Dambe, amulettes et coups de corde : le Nigeria modernise son art martial ancestral

Rédaction : Widad WAHBI

Le Dambe, art martial traditionnel du nord du Nigeria, entre dans une nouvelle ère. Porté par des siècles d’héritage haoussa, ce sport de combat spectaculaire où les poings bandés claquent comme des fouets  fait désormais l’objet d’un tournoi télévisé, le Dambe World Series, diffusé en direct depuis Abuja. Loin des arènes de sable des quartiers populaires, le Dambe foule aujourd’hui les planches du stade national, éclairé par des projecteurs et filmé pour le public international.

Mais avant de monter sur le ring, les combattants se préparent selon des rites séculaires : peintures corporelles, incisions rituelles, onguents mystiques, invocations des mallams (guides spirituels)… autant de gestes transmis de génération en génération pour « renforcer le corps et l’âme » et invoquer la victoire.

Abdullahi Ali, surnommé « Coronavirus », 20 ans, est l’une des jeunes figures de ce sport. Vétéran malgré son âge, il a grandi dans la pratique du Dambe. « C’est un grand moment. Le public augmente chaque jour », confie-t-il la veille du tournoi, fier de porter les couleurs de la Maison Kudu.

Le Dambe, pourtant, reste un sport brutal. Un seul poing, bandé de cordes, est autorisé à frapper. L’autre bras est tendu, prêt à défendre ou agripper. Quand un combattant tombe au sol, on dit qu’il a été « tué » : le round s’arrête.
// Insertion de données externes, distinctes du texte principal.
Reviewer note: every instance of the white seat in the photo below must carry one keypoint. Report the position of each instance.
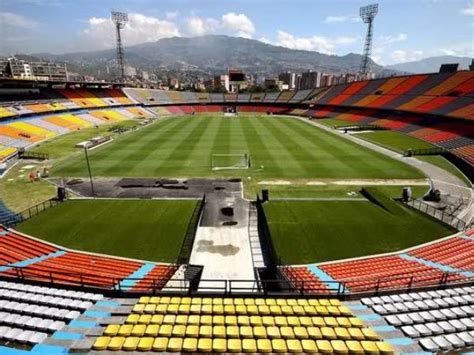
(442, 342)
(434, 328)
(429, 345)
(455, 341)
(422, 330)
(410, 331)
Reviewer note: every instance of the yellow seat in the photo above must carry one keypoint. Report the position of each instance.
(243, 320)
(314, 333)
(205, 331)
(190, 344)
(152, 330)
(287, 332)
(144, 319)
(369, 347)
(324, 346)
(328, 333)
(184, 309)
(194, 320)
(145, 344)
(178, 330)
(342, 333)
(370, 334)
(300, 332)
(150, 308)
(138, 308)
(160, 344)
(229, 309)
(263, 310)
(309, 346)
(256, 320)
(132, 319)
(331, 322)
(264, 346)
(101, 343)
(385, 348)
(165, 330)
(343, 322)
(138, 330)
(157, 319)
(230, 320)
(206, 320)
(232, 331)
(259, 332)
(131, 343)
(294, 346)
(112, 329)
(246, 332)
(125, 330)
(249, 346)
(318, 321)
(205, 345)
(339, 347)
(181, 319)
(144, 299)
(279, 346)
(192, 331)
(175, 344)
(218, 331)
(281, 321)
(169, 319)
(273, 332)
(116, 343)
(275, 310)
(234, 345)
(356, 322)
(161, 308)
(356, 333)
(354, 347)
(293, 321)
(219, 345)
(268, 321)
Entre deux combats, des artistes se produisent, et des publicités ponctuent le spectacle, signe d’un changement d’échelle.

Autrefois pratiqué dans les ruelles de Kano ou les quartiers marginaux d’Abuja, le Dambe attire désormais l’attention des sponsors, des chaînes internationales, et même des autorités nigérianes qui y voient un outil de valorisation du patrimoine culturel.

« Au lieu d’occidentaliser le Dambe, notre objectif est de le professionnaliser tout en gardant son identité », explique Maxwell Kalu, fondateur du West African Fighting Championship (WAFC), l’organisation à l’origine du tournoi. Objectif : encadrer la pratique, sécuriser les combattants, introduire des salaires, et ouvrir la compétition aux athlètes étrangers.

En 2024, un Britannique, Luke Leyland, est devenu le premier combattant non-nigérian à participer à un tournoi de Dambe. Battu à plates coutures, il en a tiré un documentaire. Les Nigérians, eux, accueillent cette ouverture avec enthousiasme, convaincus de rester les maîtres incontestés de leur discipline.

Mais la réalité reste rude : blessures fréquentes, cicatrices visibles, absence de couverture sociale. Usman Abubakar, 20 ans, aujourd’hui en convalescence après une blessure à la poitrine, confie : « Si je me marie, je ne laisserai pas mes enfants pratiquer ce sport. »

Sur les réseaux sociaux, le Dambe a gagné une audience mondiale. Des vidéos virales attirent les curieux de Lagos à Los Angeles. À Lagos justement, des compétitions sont désormais organisées, élargissant l’ancrage géographique de ce sport autrefois réservé au nord.

Dans l’État de Nasarawa, les combattants s’en remettent aux bénédictions des mallams avant de monter sur le ring. Des femmes assistent désormais aux combats, séduites par l’intensité du spectacle. « C’est un peu effrayant, mais j’aime bien », sourit Joy Beatrice, agente forestière.

Symbole de résilience, le Dambe continue d’incarner une jeunesse en quête de reconnaissance, de gloire… et de survie. Dans chaque coup porté, il y a l’écho d’une tradition réinventée.